04 octobre 2023

Comment l’establishment continue à torpiller l’hydroxychloroquine et l’ivermectine



Selon une nouvelle étude réalisée par le JAMA Health Forum, 1 Américain sur 20 a utilisé des thérapies non approuvées par la communauté scientifique pour traiter le Covid-19. L’étude, menée entre décembre 2022 et janvier 2023, met en lumière l’utilisation de l’ivermectine et de l’hydroxychloroquine.

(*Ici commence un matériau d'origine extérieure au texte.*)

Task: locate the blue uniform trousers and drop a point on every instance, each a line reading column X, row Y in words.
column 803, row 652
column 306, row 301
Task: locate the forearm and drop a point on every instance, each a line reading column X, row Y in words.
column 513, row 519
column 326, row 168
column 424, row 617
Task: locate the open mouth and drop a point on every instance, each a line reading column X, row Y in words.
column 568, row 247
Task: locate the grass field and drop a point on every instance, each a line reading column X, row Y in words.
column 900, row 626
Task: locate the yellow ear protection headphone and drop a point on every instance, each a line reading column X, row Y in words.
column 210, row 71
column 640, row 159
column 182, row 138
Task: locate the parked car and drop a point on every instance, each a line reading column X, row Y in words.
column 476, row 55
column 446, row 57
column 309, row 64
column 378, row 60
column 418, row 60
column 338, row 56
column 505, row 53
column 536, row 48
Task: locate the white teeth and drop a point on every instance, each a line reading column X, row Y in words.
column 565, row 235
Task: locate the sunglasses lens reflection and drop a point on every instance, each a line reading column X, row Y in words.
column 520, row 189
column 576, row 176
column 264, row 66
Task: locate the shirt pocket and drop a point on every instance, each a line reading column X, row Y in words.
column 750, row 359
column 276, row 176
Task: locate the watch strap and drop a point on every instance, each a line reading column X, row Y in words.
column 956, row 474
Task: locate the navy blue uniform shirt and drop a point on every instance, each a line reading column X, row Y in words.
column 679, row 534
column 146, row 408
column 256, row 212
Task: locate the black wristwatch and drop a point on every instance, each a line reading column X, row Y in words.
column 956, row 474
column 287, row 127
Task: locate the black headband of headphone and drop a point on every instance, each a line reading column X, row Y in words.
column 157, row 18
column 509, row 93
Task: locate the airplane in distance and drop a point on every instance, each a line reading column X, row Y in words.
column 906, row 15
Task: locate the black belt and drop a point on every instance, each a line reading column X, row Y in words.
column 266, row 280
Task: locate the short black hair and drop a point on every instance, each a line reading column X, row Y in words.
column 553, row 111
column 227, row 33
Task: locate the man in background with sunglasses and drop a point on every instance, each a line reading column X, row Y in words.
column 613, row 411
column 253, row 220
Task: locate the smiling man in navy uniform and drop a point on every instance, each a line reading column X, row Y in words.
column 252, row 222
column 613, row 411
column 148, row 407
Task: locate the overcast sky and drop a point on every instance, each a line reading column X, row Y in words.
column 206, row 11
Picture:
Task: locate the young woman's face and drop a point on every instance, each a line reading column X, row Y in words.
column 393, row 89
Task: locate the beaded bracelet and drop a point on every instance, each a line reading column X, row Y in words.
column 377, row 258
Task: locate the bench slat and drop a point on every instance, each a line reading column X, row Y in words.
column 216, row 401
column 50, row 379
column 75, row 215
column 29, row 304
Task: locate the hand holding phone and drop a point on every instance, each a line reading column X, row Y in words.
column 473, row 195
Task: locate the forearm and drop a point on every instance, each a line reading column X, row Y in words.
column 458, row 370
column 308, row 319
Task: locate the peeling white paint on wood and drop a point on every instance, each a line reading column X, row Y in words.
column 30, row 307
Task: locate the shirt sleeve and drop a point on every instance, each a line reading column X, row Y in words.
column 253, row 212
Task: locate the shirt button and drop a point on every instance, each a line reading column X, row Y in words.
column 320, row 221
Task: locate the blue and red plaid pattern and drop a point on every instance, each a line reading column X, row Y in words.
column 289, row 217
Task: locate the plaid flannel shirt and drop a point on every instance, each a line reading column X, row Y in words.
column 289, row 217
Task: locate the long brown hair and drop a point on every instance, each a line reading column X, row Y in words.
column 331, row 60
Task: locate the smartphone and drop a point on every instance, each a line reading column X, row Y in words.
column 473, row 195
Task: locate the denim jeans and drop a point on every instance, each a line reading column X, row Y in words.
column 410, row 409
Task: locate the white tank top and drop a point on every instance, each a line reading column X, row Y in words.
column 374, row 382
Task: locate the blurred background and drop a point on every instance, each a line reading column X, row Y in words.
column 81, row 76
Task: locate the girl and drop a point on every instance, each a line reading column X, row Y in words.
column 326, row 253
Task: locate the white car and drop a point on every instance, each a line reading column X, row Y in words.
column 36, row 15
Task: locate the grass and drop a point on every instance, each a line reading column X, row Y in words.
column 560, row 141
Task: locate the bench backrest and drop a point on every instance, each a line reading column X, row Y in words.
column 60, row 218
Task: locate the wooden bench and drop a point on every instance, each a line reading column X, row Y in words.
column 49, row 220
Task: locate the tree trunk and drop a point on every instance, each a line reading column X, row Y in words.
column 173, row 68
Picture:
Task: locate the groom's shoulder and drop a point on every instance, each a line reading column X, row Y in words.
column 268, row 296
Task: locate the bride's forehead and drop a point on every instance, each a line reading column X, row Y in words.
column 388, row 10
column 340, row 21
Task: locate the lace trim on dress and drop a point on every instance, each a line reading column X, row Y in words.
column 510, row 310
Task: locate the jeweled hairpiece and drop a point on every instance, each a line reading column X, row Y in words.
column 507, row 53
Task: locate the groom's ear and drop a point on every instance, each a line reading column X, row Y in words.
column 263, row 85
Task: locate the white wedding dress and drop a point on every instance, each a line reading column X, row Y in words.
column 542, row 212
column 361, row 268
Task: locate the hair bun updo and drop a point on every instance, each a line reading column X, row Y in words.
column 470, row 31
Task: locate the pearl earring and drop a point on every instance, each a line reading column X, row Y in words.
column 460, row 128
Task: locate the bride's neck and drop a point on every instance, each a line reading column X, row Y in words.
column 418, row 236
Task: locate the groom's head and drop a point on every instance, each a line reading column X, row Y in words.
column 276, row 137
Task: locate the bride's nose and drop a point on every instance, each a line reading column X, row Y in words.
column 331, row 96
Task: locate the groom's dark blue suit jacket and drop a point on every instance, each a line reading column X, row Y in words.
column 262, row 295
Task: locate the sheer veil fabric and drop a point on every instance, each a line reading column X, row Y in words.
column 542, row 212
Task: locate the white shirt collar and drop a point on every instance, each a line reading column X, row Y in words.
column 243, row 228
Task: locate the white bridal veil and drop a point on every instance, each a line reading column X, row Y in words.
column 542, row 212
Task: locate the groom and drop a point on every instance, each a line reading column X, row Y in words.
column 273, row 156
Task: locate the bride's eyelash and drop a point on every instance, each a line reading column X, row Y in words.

Pourtant, avec le lobbying intensif des laboratoires, les médias mainstream ont alimenté la confusion et la désinformation autour de ces thérapies.

Au début de la pandémie, de nombreux chercheurs ont évoqué l’efficacité de certains médicaments – incluant notamment l’hydroxychloroquine et l’ivermectine – dans le traitement du Covid-19. Mais rapidement, les autorités sanitaires et les bureaucrates de l’administration Biden les ont volontairement disqualifiés en tant que traitement du COVID-19.

Un Américain sur 20 a utilisé de l’ivermectine et de l’hydroxychloroquine

Une enquête menée dans le JAMA Health Forum entre le 22 décembre 2022 et le 16 janvier 2023 a révélé qu’un Américain sur 20 a utilisé des traitements non conventionnels pour traiter le covid «malgré l’absence de preuves de leur efficacité» selon l’étude.

13.438 Américains d’âge moyen 42,7 ans ont participé au sondage. 68,1 % d’entre eux étaient des femmes. Selon les résultats de l’enquête, 6% des personnes sondées ont déjà utilisé l’Ivermectine et l’Hydroxychloroquine pour traiter le Covid-19.

Notons que ces deux thérapies ont fait l’objet de nombreuses critiques. L’Organisation mondiale de la santé (OMS) avait émis des réserves sur l’ivermectine et l’hydroxychloroquine pour traiter les patients atteints du Covid-19. Elle recommandait de ne pas l’utiliser chez les patients atteints de la Covid-19, sauf dans le cadre d’un essai clinique. Une position intrigante qui a laissé le champ libre à la vaccination de masse.

Des études japonaises ont pourtant montré que l’Ivermectine a un effet antiviral contre les divers variants du coronavirus. Ces études indépendantes ont été recommandées par le prix Nobel de médecine japonais le Docteur Haruo Ozaki. En avril 2021, le ministère indien de la Santé avait aussi préconisé l’ivermectine pour traiter la Covid-19, s’appuyant sur les nombreuses études disponibles. Ces pays ont tous eu recours à ces traitements avec des résultats probants.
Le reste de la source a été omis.